BELIEF IS such a precious thing in football - whether you are chasing titles or trying to avoid the drop. Saints don't seem to have any right now.

I certainly refuse to buy into the theory that the Saints players don't care or they don't try.

They do, but their shattered confidence and almost non-existent belief is dragging them down and threatening to provide Championship football next season.

When you watch Saints play, you see a group of players without confidence or conviction.

Several of them look like they would just like to be mathematically down or mathematically up - anything to end this torrid campaign.

It has been torrid throughout, that's the best way to describe it.

And it's taken it's toll on quite a few who look like shadows of the players they once were.

Quite how Harry Redknapp is going to prevent this team getting relegated is difficult to see right now.

There are three matches left and it's hard to imagine anything less than three wins doing the job.

But to buck the pattern of an entire season right at the end is not easy.

Saints have only won five league games all campaign, so to suddenly imagine they can put together three back-to-back victories is hard to see.

The most important thing is that they believe they can do it. But there's not much evidence of it.

It's been said before and it's worth repeating - this stage of the season is not about having the best players.

It's about having the most determined and the best mental conditioning to stay up.

West Brom, Norwich and Crystal Palace at least have some sort of mental strength.

They have the mindset that they are battling to stay up and to scrap for everything.

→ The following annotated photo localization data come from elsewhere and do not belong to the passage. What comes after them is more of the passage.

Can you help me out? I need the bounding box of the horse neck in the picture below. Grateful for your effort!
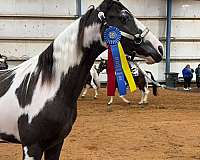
[51,18,106,100]
[53,18,105,73]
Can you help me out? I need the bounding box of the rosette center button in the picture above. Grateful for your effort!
[109,32,116,39]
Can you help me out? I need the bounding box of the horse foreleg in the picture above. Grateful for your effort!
[81,84,90,97]
[143,87,150,104]
[44,140,64,160]
[22,144,43,160]
[94,89,98,99]
[90,80,98,99]
[139,90,145,105]
[139,88,149,105]
[119,95,130,104]
[107,96,113,105]
[107,96,113,112]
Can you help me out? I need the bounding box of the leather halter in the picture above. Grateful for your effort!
[97,9,149,45]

Saints yesterday looked like a team who were resigned to their fate. At the moment, they're hardly going down with a whimper, let alone a fight.

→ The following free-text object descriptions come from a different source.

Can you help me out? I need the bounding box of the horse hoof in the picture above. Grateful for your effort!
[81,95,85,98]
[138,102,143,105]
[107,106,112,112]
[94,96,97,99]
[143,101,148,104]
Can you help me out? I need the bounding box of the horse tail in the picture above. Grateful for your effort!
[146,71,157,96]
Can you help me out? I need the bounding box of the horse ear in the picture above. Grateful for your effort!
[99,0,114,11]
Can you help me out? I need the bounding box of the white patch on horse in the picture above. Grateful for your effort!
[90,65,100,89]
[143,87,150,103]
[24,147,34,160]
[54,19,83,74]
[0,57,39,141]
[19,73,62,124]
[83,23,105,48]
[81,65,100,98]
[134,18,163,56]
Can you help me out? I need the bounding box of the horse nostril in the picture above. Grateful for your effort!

If there's one man who can lift them then it's Harry Redknapp, but just how they can be picked up again and again is hard to see.

Just looking at the logic of this result it means their fate is not now in their hands.

Saints could conceivably win all three of their remaining matches and still go down.

But they're going to need to do that to at least give themselves a chance.

The passion of Redknapp's return to Fratton Park was hardly hate filled like many predicted. It was more Portsmouth fans gloating that they felt they'd relegated Saints.

For their part Saints were dreadful. Claus Lundekvam and Andreas Jakobsson had a shocker at the back and Pompey ran riot in the first half.

The midfield hardly got into the game, the strikers had no service and even Antti Niemi made mistakes.

Saints got off to the worst possible start when Lomana Lua Lua was more alert than Lundekvam and sprinted into the area where he was brought down by Niemi.

Yakubu made sure it was 1-0 to Pompey after four minutes from the penalty spot.

Lundekvam failed to pick up Arjan De Zeeuw from a Patrik Berger free kick on 16 minutes and it was 2-0.

But, with Saints rocking, Henri Camara handed them a lifeline with a goal out of nothing on 20 minutes.

However, that hope faded two minutes later when Niemi came charging out for a long ball, couldn't clear and Lua Lua impressively hooked into the net from distance.

Just five minutes later Pompey got another when Lua Lua fired in off the post with a brilliant shot from outside the area.

It could have been more and probably would have been had Lua Lua not been taken off injured just after scoring.

In the second half Pompey were content to play keep ball while Saints were even more depressing, unable to make any inroads, apart from a Nigel Quashie shot turned wide by Jamie Ashdown.

For the fans who had to stand and take the abuse and taunts from Pompey fans this hurt.

For the fans who have to go to work this week and take the abuse and taunts from Pompey fans this hurts.

Their belief is shattered now too.

Somehow Redknapp and his players have to get theirs back - and make everybody believe again before it's too late.